Luftverschmutzung

Großstadtluft stört Wachstum von Ungeborenen

Feinstaub und weitere Schadstoffe vermindern die Entwicklung von ungeborenen Kindern. Entscheidend ist auch, wie viele Fahrzeuge die Straßen in der Nähe der Wohnung frequentieren. Im Gegensatz zu anderen Risikofaktoren kann das Aufkommen von Verkehr nicht verhindert werden.

Feinstaub stört das Wachstum von Ungeborenen. Luftschadstoffe sind für 22 Prozent aller Geburten mit niedrigem Geburtsgewicht verantwortlich. (Foto: Flickr/Schwangerschaft/CC BY 2.0)

Feinstaub stört das Wachstum von Ungeborenen. Luftschadstoffe sind für 22 Prozent aller Geburten mit niedrigem Geburtsgewicht verantwortlich. (Foto: Flickr/Schwangerschaft/CC BY 2.0)
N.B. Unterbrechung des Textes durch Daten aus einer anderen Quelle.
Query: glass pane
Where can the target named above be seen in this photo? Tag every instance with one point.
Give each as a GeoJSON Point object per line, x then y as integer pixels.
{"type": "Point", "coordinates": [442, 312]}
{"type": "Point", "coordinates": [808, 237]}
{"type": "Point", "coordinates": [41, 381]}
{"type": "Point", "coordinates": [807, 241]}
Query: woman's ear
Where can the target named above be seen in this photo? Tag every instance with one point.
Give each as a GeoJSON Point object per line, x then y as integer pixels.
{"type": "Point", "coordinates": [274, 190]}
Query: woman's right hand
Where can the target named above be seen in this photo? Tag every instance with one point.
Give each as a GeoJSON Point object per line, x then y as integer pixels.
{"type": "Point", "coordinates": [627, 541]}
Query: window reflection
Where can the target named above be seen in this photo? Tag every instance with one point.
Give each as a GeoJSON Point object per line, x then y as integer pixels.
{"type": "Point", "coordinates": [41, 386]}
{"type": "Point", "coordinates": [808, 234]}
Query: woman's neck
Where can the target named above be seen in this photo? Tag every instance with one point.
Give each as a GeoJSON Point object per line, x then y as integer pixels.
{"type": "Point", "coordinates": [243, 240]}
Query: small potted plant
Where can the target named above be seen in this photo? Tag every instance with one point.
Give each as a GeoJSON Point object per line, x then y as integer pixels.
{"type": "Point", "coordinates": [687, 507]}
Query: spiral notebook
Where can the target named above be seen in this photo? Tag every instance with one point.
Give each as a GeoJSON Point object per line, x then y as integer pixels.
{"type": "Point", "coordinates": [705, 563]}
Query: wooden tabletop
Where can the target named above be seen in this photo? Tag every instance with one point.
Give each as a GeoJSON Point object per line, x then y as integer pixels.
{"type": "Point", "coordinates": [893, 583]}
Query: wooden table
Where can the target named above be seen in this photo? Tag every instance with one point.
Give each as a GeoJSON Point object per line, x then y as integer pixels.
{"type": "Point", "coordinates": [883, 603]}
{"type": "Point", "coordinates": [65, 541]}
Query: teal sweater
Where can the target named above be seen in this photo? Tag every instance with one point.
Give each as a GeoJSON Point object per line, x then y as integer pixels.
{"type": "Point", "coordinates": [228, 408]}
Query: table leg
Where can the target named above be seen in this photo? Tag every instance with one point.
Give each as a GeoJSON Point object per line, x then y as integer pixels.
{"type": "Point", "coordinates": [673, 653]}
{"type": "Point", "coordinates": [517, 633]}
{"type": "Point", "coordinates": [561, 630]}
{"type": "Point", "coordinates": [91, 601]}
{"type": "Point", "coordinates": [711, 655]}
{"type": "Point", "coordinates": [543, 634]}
Neun von zehn Stadtbewohnern in der EU sind Luftschadstoffen in solchen Konzentrationen ausgesetzt, dass sie von der Weltgesundheitsorganisaton (WHO) als gesundheitsschädlich eingestuft werden. Darunter leidet laut einer Studie auch die vorgeburtliche Entwicklung von Kindern.

Die Luftqualität in Europa sei, mit Ausnahme einiger osteuropäischer Metropolen, zwar besser als in Großstädten in Asien. Dennoch überschreiten Feinstaub- und Ozonwerte trotz Umweltzonen jene Grenzwerte, die auf Dauer Gesundheitsschäden auslösen, berichtet das Ärzteblatt.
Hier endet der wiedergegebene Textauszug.